Tiered Multi-GPU Inference: VRAM Tier vs Architecture Generation
An experiment to isolate two variables that existing multi-GPU benchmarks conflate: VRAM capacity and architecture generation (specifically, Tensor Core availability). Most consumer multi-GPU work assumes matched RTX cards. This experiment uses matched GTX cards as a control group to measure what Tensor Cores actually contribute to inference throughput when VRAM is held roughly constant.
Research Questions
Section titled “Research Questions”Primary: At what VRAM tier does PCIe-bandwidth-limited multi-GPU inference become viable for practical use (defined as >3 tok/s on a quantised model)?
Secondary: What is the measurable contribution of Tensor Cores to inference throughput when VRAM capacity is held constant?
Tertiary: Is there a crossover point where adding more low-generation VRAM outperforms fewer high-generation VRAM slots?
Why This Matters
Section titled “Why This Matters”The existing multi-GPU pooling experiment tests matched RTX 2060 Supers and RTX 3060s — same architecture generation, scaling VRAM by adding cards.
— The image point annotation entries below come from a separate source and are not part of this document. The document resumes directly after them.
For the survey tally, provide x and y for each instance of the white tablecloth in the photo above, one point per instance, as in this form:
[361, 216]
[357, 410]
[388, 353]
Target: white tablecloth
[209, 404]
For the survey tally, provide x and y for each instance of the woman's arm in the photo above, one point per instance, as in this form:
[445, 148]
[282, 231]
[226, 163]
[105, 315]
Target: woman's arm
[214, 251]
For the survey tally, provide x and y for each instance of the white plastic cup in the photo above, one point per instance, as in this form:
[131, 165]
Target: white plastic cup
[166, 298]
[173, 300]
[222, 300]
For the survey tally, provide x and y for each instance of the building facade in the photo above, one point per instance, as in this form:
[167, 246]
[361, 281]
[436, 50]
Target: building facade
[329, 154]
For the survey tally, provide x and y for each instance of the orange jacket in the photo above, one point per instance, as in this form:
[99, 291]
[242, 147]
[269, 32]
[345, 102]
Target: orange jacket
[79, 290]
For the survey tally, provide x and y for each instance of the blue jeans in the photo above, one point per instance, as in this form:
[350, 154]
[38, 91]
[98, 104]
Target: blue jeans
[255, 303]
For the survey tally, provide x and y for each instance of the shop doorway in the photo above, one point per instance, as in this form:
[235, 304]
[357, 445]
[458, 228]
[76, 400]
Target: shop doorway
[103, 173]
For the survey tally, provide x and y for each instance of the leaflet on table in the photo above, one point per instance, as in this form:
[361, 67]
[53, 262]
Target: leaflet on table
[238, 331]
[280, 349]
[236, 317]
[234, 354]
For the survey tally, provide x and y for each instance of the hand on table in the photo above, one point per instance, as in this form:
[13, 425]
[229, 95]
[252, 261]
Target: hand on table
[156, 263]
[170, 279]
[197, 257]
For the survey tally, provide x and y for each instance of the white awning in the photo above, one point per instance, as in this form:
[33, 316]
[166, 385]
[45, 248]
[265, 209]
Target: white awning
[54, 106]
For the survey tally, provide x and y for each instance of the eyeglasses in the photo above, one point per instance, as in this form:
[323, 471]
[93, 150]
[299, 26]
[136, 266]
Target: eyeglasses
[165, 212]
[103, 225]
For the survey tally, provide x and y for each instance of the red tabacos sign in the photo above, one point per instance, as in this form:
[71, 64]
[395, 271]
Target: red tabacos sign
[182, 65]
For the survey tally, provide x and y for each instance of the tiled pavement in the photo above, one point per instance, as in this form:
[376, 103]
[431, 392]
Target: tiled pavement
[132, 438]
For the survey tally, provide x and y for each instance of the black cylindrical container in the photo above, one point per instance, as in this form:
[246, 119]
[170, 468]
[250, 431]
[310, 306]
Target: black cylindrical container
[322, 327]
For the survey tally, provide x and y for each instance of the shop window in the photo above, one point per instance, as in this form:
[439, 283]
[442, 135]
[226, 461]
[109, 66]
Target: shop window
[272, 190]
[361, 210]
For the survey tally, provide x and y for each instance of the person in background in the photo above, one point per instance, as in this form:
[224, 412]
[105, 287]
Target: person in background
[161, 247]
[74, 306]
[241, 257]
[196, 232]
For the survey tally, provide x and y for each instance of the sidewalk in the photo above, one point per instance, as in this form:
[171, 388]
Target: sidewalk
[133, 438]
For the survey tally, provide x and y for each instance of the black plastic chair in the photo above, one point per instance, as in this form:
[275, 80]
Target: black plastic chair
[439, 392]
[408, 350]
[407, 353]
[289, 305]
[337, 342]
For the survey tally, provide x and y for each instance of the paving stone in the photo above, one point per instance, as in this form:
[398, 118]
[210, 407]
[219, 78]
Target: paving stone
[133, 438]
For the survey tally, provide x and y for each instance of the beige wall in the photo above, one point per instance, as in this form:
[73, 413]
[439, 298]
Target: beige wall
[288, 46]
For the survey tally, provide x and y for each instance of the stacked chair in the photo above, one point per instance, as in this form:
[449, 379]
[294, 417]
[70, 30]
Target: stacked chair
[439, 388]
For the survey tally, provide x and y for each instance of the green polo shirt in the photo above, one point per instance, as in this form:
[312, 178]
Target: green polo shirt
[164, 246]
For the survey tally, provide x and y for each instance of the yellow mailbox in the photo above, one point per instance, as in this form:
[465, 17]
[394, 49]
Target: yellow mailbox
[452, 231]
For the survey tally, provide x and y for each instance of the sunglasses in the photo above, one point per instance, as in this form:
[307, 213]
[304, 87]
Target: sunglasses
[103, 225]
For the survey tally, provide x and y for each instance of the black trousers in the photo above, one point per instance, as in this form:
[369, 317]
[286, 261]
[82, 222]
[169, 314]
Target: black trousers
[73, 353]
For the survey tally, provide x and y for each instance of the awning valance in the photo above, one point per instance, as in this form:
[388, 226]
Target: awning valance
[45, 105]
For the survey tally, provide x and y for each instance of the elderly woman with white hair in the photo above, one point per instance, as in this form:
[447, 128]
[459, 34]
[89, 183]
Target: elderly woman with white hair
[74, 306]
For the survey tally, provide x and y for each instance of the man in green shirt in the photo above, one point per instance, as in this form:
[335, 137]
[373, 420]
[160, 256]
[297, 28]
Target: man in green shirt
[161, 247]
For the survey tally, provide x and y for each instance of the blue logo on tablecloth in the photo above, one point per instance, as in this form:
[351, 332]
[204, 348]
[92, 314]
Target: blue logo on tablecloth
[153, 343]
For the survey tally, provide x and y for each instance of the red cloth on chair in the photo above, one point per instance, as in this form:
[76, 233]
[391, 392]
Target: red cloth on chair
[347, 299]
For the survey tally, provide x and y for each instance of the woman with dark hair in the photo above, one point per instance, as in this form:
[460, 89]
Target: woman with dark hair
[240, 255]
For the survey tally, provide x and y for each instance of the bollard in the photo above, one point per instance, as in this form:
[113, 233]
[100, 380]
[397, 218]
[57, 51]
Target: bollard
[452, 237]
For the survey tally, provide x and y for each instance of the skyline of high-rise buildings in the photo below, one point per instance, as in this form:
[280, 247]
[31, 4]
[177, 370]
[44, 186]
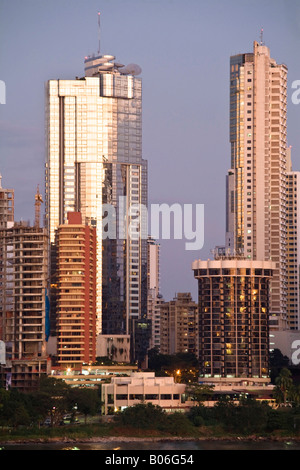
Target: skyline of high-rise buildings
[95, 169]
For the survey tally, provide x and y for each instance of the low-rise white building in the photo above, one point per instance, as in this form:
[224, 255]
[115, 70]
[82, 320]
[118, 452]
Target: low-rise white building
[143, 387]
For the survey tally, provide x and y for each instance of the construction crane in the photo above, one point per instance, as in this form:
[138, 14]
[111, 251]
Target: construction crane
[38, 201]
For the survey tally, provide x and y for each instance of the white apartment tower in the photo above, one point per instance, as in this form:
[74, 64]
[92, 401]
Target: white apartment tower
[257, 181]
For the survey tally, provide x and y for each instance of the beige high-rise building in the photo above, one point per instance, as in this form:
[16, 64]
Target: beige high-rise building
[76, 300]
[154, 298]
[256, 183]
[94, 165]
[6, 205]
[233, 317]
[179, 325]
[293, 246]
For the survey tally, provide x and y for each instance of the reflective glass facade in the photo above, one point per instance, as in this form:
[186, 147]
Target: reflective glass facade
[94, 157]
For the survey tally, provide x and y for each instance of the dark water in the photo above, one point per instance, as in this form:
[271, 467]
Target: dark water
[162, 446]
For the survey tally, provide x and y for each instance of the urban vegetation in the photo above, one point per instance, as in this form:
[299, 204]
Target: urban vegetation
[56, 410]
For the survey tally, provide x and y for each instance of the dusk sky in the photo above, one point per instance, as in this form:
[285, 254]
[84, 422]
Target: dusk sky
[183, 48]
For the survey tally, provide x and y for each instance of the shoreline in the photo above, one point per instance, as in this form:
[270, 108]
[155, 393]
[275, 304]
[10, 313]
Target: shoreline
[67, 440]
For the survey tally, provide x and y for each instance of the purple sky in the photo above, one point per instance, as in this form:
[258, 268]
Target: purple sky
[183, 48]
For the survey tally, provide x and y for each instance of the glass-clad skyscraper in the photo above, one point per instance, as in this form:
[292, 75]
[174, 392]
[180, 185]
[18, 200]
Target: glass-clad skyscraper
[94, 166]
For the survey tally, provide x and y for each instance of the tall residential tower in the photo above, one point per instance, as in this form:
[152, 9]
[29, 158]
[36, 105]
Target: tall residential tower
[257, 181]
[94, 166]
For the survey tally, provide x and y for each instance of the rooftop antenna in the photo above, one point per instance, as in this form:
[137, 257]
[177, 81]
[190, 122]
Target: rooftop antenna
[98, 32]
[261, 36]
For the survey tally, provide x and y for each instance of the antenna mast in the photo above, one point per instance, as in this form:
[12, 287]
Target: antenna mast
[98, 32]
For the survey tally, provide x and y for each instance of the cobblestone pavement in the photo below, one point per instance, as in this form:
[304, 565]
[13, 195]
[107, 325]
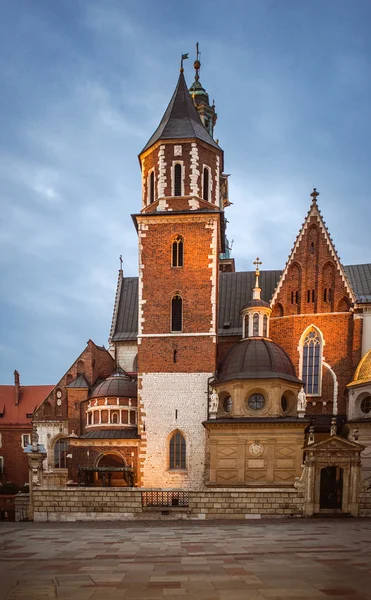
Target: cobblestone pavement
[266, 560]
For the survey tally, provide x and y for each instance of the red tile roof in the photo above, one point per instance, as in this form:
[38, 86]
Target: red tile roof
[30, 397]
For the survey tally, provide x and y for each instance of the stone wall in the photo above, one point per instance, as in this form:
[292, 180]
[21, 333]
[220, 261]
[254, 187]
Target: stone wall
[118, 504]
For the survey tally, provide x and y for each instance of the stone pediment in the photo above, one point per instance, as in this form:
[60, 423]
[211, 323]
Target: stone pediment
[335, 443]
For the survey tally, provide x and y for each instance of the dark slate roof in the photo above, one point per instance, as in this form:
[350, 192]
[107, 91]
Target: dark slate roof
[127, 314]
[255, 358]
[360, 279]
[111, 434]
[79, 382]
[235, 291]
[181, 119]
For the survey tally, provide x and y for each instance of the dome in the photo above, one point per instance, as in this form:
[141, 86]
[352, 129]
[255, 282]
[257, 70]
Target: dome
[256, 359]
[256, 302]
[363, 371]
[116, 386]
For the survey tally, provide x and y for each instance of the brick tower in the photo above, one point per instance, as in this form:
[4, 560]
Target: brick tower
[180, 230]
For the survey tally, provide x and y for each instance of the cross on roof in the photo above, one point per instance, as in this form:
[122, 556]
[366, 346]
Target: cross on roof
[257, 262]
[314, 194]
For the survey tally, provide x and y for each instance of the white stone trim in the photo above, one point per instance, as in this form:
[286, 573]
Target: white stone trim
[149, 186]
[161, 183]
[300, 350]
[194, 169]
[314, 212]
[181, 163]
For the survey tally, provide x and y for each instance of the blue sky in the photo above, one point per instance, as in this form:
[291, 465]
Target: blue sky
[84, 85]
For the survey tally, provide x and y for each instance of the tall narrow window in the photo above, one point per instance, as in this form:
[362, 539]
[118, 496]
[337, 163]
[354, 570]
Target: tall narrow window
[312, 356]
[177, 252]
[152, 187]
[176, 313]
[255, 324]
[177, 452]
[178, 180]
[206, 184]
[60, 454]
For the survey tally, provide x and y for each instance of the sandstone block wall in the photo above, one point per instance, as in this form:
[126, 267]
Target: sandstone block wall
[114, 504]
That design answers “does pooling work?” but cannot answer “does architecture matter?”
Tortuga’s GTX fleet provides the missing control group. The GTX 1060 6 GB and RTX 2060 Super 8 GB share enough VRAM to be roughly comparable, but differ in architecture generation and Tensor Core availability. Running the same scaling experiment on both tracks — one GTX, one RTX — isolates the architecture variable.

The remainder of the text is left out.